410 county unit votes 206 unit votes needed to win
| Nominee | Eugene Talmadge | Columbus Roberts | Hosea Abit Nix |
| Party | Democratic | Democratic | Democratic |
| Electoral vote | 318 | 80 | 12 |
| Popular vote | 183,133 | 127,653 | 44,282 |
| Percentage | 51.58% | 35.95% | 12.47% |
- County results Talmadge: 30–40% 40–50% 50–60% 60–70% 70–80% 80–90% >90% Roberts: 40–50% 50–60% Nix: 40–50% 60–70% 70–80%
| Governor before election Eurith D. Rivers Democratic | Elected Governor Eugene Talmadge Democratic |

= 1940 Georgia gubernatorial election =

The 1940 Georgia gubernatorial election took place in the US state on November 5, 1940, in order to elect the governor of Georgia.

Incumbent Democratic governor Eurith D. Rivers was term-limited, and ineligible to run for a third term until spending four years out of office (thus in 1944).

As was common at the time, the Democratic candidate ran with only token opposition in the general election so therefore the Democratic primary was the real contest, and winning the primary was considered tantamount to election.

==Democratic primary==
The Democratic primary election was held on September 11, 1940. As Talmadge won a majority of county unit votes, there was no run-off.

===County unit system===
From 1917 until 1962, the Democratic Party in the U.S. state of Georgia used a voting system called the county unit system to determine victors in statewide primary elections.

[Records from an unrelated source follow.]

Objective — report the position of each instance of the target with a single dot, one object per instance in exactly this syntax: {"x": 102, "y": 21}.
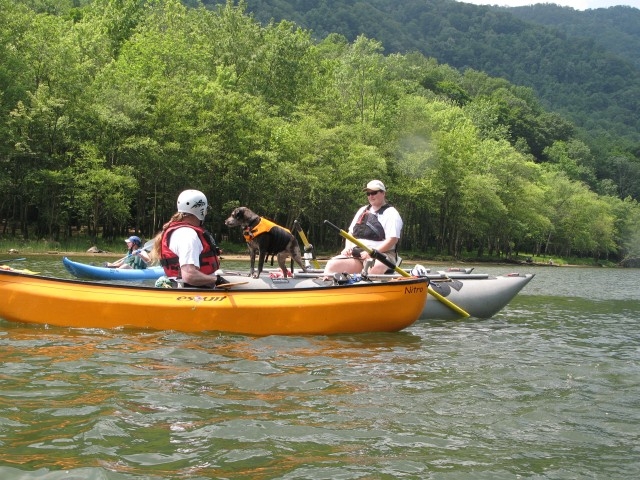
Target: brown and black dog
{"x": 265, "y": 238}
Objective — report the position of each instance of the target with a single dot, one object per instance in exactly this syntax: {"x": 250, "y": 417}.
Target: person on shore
{"x": 136, "y": 257}
{"x": 185, "y": 249}
{"x": 376, "y": 225}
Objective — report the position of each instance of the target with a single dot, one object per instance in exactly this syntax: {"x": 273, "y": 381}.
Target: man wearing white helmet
{"x": 186, "y": 250}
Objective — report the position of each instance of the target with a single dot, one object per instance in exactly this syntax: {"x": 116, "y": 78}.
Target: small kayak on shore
{"x": 95, "y": 272}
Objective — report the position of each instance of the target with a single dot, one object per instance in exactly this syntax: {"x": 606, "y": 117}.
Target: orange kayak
{"x": 305, "y": 306}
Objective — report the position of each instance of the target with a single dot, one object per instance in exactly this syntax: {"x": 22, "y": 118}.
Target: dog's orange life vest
{"x": 263, "y": 226}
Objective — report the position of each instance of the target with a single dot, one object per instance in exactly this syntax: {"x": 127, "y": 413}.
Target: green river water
{"x": 547, "y": 389}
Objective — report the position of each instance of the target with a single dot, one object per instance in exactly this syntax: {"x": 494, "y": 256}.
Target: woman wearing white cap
{"x": 378, "y": 226}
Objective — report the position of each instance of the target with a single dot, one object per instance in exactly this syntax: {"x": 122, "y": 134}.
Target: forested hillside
{"x": 110, "y": 109}
{"x": 617, "y": 29}
{"x": 595, "y": 84}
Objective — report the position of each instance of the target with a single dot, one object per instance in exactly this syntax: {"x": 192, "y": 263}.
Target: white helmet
{"x": 193, "y": 202}
{"x": 419, "y": 271}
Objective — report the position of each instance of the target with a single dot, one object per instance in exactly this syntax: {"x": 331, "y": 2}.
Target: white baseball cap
{"x": 374, "y": 185}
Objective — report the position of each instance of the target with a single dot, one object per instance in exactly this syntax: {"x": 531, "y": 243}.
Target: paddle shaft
{"x": 383, "y": 258}
{"x": 306, "y": 243}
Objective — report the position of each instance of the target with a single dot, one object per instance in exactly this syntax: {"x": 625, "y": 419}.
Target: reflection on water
{"x": 548, "y": 388}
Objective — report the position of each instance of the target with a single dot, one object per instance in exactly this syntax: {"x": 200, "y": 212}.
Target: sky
{"x": 576, "y": 4}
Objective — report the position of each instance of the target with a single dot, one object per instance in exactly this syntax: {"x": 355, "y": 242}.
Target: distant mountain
{"x": 585, "y": 65}
{"x": 616, "y": 29}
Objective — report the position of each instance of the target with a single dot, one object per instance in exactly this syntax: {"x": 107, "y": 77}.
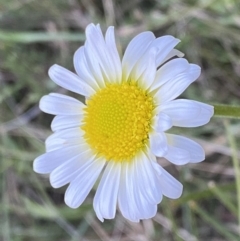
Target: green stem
{"x": 227, "y": 111}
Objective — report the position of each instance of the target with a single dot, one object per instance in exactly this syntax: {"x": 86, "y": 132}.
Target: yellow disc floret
{"x": 117, "y": 121}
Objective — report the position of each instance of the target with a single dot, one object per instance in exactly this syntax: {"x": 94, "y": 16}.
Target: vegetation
{"x": 36, "y": 34}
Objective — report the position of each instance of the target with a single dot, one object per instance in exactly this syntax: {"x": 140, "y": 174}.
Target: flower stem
{"x": 227, "y": 111}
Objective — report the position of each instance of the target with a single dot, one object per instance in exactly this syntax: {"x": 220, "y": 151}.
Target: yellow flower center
{"x": 117, "y": 121}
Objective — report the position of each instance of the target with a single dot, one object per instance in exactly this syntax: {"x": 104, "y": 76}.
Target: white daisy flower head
{"x": 119, "y": 132}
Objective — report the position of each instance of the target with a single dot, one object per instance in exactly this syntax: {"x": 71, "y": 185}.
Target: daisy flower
{"x": 119, "y": 132}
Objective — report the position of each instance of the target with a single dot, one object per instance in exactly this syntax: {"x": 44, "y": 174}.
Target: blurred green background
{"x": 36, "y": 34}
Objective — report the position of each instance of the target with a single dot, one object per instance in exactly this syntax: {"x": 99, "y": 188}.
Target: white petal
{"x": 195, "y": 150}
{"x": 101, "y": 52}
{"x": 134, "y": 51}
{"x": 187, "y": 113}
{"x": 170, "y": 187}
{"x": 144, "y": 209}
{"x": 172, "y": 54}
{"x": 125, "y": 195}
{"x": 111, "y": 45}
{"x": 67, "y": 137}
{"x": 158, "y": 144}
{"x": 105, "y": 200}
{"x": 169, "y": 71}
{"x": 57, "y": 104}
{"x": 47, "y": 162}
{"x": 83, "y": 69}
{"x": 70, "y": 169}
{"x": 61, "y": 122}
{"x": 162, "y": 122}
{"x": 80, "y": 187}
{"x": 145, "y": 69}
{"x": 94, "y": 66}
{"x": 164, "y": 44}
{"x": 147, "y": 177}
{"x": 177, "y": 155}
{"x": 173, "y": 88}
{"x": 69, "y": 81}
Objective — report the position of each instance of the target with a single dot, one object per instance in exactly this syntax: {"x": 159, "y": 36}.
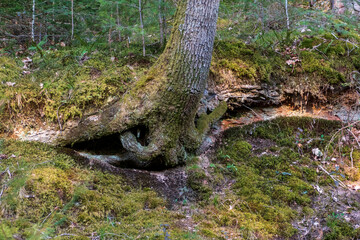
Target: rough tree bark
{"x": 156, "y": 117}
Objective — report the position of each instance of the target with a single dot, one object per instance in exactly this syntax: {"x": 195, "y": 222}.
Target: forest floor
{"x": 267, "y": 171}
{"x": 263, "y": 180}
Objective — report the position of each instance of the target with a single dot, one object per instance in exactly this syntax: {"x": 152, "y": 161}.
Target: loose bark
{"x": 118, "y": 21}
{"x": 165, "y": 101}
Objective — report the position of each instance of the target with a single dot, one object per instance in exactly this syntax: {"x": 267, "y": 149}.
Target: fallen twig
{"x": 332, "y": 177}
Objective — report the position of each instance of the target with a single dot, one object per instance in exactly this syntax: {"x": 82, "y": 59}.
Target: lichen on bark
{"x": 164, "y": 101}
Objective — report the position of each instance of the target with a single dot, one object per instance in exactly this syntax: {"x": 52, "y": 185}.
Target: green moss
{"x": 310, "y": 42}
{"x": 199, "y": 182}
{"x": 239, "y": 68}
{"x": 313, "y": 63}
{"x": 280, "y": 179}
{"x": 58, "y": 83}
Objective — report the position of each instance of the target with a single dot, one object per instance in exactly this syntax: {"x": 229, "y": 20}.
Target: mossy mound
{"x": 49, "y": 194}
{"x": 314, "y": 63}
{"x": 269, "y": 174}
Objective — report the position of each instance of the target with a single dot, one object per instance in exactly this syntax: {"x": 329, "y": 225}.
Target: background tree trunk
{"x": 161, "y": 107}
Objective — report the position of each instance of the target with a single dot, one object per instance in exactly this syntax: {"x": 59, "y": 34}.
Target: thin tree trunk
{"x": 110, "y": 30}
{"x": 311, "y": 3}
{"x": 142, "y": 28}
{"x": 161, "y": 24}
{"x": 287, "y": 15}
{"x": 33, "y": 23}
{"x": 72, "y": 19}
{"x": 332, "y": 4}
{"x": 53, "y": 20}
{"x": 118, "y": 21}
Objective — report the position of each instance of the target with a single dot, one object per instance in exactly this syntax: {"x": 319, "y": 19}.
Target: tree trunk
{"x": 156, "y": 117}
{"x": 33, "y": 23}
{"x": 142, "y": 28}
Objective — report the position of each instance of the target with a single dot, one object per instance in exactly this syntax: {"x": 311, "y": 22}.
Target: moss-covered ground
{"x": 62, "y": 83}
{"x": 260, "y": 181}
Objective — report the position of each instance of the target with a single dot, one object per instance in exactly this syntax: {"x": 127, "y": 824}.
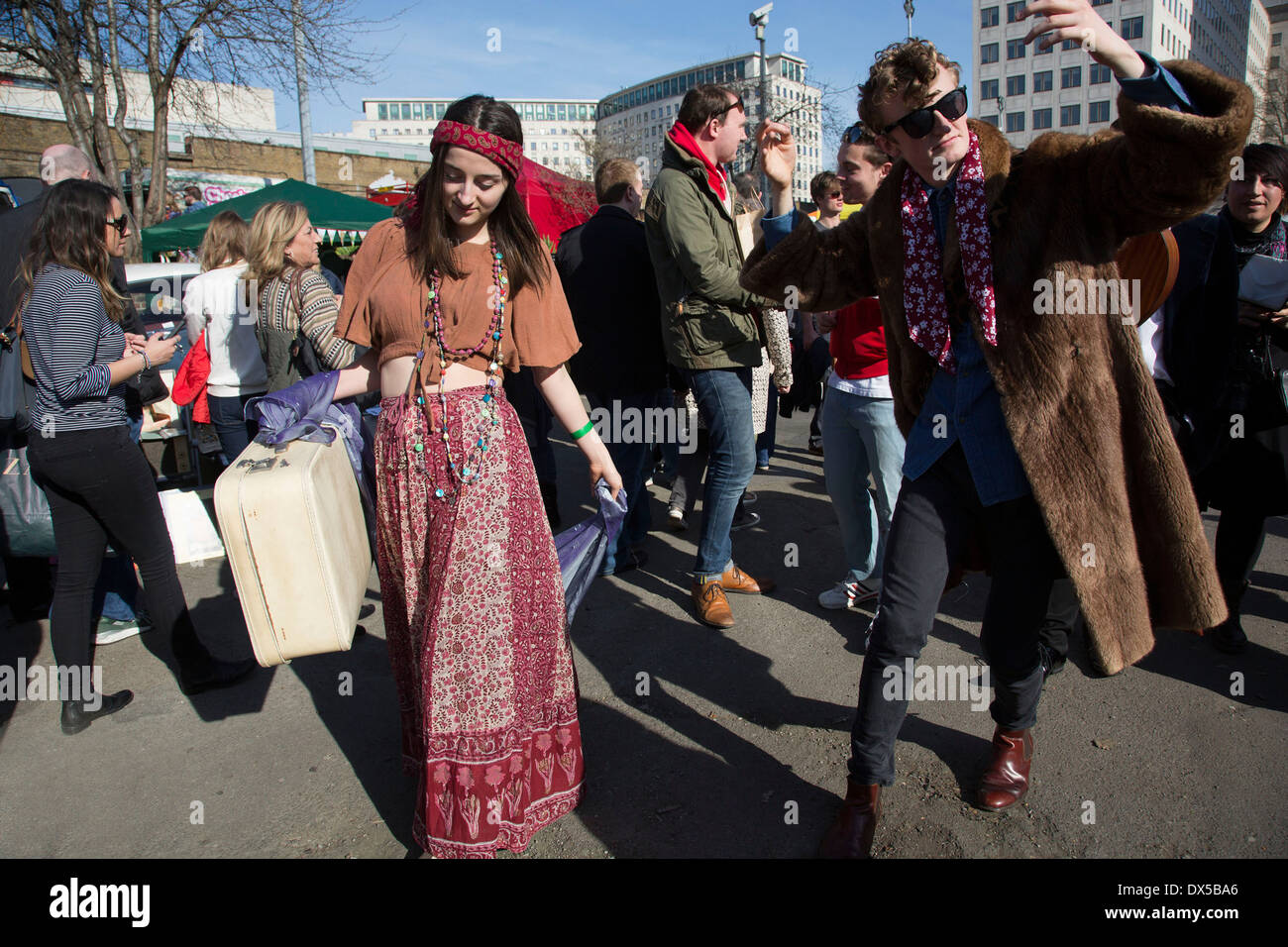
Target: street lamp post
{"x": 759, "y": 18}
{"x": 301, "y": 81}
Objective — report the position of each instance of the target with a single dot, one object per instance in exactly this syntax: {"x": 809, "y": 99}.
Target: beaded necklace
{"x": 469, "y": 472}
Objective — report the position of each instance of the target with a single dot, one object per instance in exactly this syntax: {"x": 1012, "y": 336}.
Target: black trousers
{"x": 932, "y": 522}
{"x": 99, "y": 486}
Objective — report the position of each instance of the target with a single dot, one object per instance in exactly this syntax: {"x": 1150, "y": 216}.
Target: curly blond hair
{"x": 902, "y": 71}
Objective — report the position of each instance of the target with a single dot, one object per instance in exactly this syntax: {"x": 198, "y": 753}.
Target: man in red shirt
{"x": 858, "y": 414}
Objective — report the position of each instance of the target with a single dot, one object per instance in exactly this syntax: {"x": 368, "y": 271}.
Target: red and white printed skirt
{"x": 475, "y": 620}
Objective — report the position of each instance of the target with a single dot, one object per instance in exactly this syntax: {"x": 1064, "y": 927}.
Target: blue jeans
{"x": 724, "y": 402}
{"x": 862, "y": 438}
{"x": 932, "y": 526}
{"x": 228, "y": 416}
{"x": 631, "y": 459}
{"x": 765, "y": 440}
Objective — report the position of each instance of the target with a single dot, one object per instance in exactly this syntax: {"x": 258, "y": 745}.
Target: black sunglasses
{"x": 918, "y": 123}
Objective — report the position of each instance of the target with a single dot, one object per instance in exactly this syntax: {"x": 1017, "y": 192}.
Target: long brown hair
{"x": 425, "y": 221}
{"x": 224, "y": 243}
{"x": 69, "y": 234}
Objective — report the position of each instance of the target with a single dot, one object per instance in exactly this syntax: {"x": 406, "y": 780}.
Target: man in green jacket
{"x": 708, "y": 322}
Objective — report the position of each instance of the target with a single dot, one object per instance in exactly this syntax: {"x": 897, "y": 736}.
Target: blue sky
{"x": 589, "y": 50}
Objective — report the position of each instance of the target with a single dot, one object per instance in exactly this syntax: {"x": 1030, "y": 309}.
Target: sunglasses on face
{"x": 921, "y": 121}
{"x": 735, "y": 103}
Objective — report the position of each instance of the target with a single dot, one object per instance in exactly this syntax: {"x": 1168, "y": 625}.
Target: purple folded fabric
{"x": 581, "y": 548}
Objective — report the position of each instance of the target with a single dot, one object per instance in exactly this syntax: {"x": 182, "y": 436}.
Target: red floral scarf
{"x": 923, "y": 303}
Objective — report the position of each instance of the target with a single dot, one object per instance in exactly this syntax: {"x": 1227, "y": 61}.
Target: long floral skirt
{"x": 475, "y": 618}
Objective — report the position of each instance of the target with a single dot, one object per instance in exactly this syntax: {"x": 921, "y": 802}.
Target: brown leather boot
{"x": 735, "y": 579}
{"x": 1008, "y": 776}
{"x": 850, "y": 834}
{"x": 712, "y": 607}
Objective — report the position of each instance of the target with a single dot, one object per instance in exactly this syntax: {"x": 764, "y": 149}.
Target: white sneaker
{"x": 846, "y": 595}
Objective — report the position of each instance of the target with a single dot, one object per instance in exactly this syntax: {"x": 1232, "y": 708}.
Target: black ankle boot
{"x": 77, "y": 716}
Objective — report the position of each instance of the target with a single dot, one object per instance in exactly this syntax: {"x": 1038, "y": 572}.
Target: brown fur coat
{"x": 1081, "y": 407}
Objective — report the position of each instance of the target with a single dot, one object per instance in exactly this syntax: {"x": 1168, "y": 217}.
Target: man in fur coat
{"x": 1033, "y": 425}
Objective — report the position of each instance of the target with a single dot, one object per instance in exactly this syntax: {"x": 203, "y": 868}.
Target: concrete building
{"x": 555, "y": 132}
{"x": 1025, "y": 91}
{"x": 635, "y": 120}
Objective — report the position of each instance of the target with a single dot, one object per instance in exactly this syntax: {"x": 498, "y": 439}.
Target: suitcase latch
{"x": 256, "y": 466}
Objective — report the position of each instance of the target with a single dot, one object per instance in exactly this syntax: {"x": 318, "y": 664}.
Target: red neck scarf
{"x": 923, "y": 303}
{"x": 686, "y": 142}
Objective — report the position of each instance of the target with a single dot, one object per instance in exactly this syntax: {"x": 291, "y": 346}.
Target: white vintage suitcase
{"x": 292, "y": 527}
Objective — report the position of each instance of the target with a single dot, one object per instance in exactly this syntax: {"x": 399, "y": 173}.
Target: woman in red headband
{"x": 449, "y": 292}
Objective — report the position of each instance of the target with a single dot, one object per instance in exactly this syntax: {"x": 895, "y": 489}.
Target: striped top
{"x": 277, "y": 309}
{"x": 72, "y": 342}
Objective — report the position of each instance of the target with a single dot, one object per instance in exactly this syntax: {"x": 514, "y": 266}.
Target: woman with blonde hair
{"x": 295, "y": 308}
{"x": 210, "y": 304}
{"x": 452, "y": 291}
{"x": 98, "y": 483}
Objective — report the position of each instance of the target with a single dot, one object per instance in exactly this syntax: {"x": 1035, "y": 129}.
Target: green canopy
{"x": 340, "y": 219}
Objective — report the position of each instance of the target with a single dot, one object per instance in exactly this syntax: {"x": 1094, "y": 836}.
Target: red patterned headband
{"x": 502, "y": 151}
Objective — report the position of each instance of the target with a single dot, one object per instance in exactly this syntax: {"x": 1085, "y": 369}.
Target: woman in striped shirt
{"x": 296, "y": 307}
{"x": 98, "y": 482}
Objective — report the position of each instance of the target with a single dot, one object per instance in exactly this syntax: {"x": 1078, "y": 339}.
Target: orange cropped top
{"x": 384, "y": 308}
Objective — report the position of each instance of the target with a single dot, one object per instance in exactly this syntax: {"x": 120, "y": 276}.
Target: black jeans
{"x": 99, "y": 486}
{"x": 932, "y": 522}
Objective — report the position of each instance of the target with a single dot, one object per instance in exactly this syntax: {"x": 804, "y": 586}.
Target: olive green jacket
{"x": 707, "y": 318}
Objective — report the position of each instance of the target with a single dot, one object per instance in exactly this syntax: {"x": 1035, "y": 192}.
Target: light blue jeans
{"x": 861, "y": 438}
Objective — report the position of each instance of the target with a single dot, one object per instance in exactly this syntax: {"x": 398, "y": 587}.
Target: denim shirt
{"x": 966, "y": 406}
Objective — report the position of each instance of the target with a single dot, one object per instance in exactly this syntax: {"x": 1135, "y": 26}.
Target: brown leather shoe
{"x": 1008, "y": 776}
{"x": 735, "y": 579}
{"x": 711, "y": 605}
{"x": 850, "y": 834}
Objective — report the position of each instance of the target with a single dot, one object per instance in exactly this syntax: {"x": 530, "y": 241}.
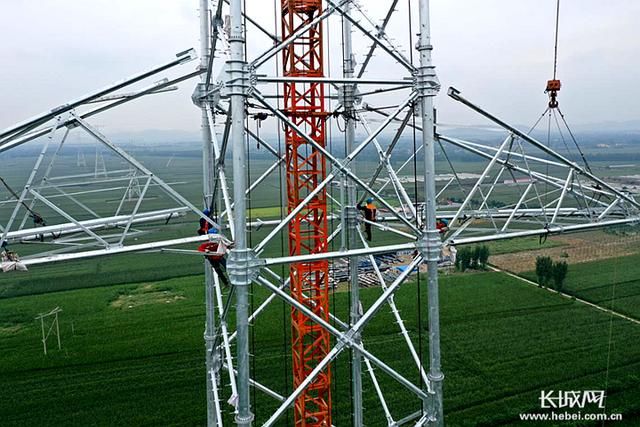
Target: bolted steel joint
{"x": 243, "y": 266}
{"x": 430, "y": 245}
{"x": 425, "y": 81}
{"x": 244, "y": 421}
{"x": 435, "y": 377}
{"x": 198, "y": 94}
{"x": 238, "y": 78}
{"x": 351, "y": 216}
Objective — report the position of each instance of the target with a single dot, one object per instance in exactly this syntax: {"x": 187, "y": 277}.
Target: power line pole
{"x": 349, "y": 222}
{"x": 431, "y": 244}
{"x": 212, "y": 359}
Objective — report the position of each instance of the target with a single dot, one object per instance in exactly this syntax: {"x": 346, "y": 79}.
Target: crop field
{"x": 612, "y": 283}
{"x": 133, "y": 354}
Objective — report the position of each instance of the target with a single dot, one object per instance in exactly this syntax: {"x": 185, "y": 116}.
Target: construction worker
{"x": 204, "y": 224}
{"x": 216, "y": 251}
{"x": 369, "y": 211}
{"x": 442, "y": 226}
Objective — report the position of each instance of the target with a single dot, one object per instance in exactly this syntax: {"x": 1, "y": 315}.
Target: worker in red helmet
{"x": 215, "y": 251}
{"x": 204, "y": 224}
{"x": 369, "y": 211}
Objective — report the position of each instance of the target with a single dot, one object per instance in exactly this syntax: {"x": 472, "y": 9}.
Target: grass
{"x": 499, "y": 247}
{"x": 502, "y": 343}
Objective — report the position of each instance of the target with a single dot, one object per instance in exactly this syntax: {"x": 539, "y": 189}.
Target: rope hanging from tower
{"x": 554, "y": 85}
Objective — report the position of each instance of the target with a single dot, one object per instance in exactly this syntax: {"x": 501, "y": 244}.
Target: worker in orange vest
{"x": 215, "y": 251}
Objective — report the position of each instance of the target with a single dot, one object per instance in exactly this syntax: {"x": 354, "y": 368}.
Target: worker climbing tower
{"x": 304, "y": 104}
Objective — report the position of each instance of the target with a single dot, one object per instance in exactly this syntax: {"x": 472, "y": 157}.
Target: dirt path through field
{"x": 575, "y": 249}
{"x": 572, "y": 297}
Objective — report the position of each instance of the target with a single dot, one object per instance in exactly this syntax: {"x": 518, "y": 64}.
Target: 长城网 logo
{"x": 556, "y": 399}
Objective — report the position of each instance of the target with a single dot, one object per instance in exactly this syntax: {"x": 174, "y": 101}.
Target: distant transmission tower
{"x": 53, "y": 327}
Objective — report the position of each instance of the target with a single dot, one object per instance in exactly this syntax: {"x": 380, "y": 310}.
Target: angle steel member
{"x": 427, "y": 87}
{"x": 304, "y": 104}
{"x": 212, "y": 351}
{"x": 238, "y": 258}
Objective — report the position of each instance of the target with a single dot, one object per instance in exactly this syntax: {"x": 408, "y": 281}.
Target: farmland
{"x": 135, "y": 355}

The system was ostensibly designed to function similarly to the Electoral College, but in practice the large ratio of unit votes for small, rural counties to unit votes for more populous urban areas provided outsized political influence to the smaller counties.

Under the county unit system, the 159 counties in Georgia were divided by population into three categories. The largest eight counties were classified as "Urban", the next-largest 30 counties were classified as "Town", and the remaining 121 counties were classified as "Rural". Urban counties were given 6 unit votes, Town counties were given 4 unit votes, and Rural counties were given 2 unit votes, for a total of 410 available unit votes. Each county's unit votes were awarded on a winner-take-all basis.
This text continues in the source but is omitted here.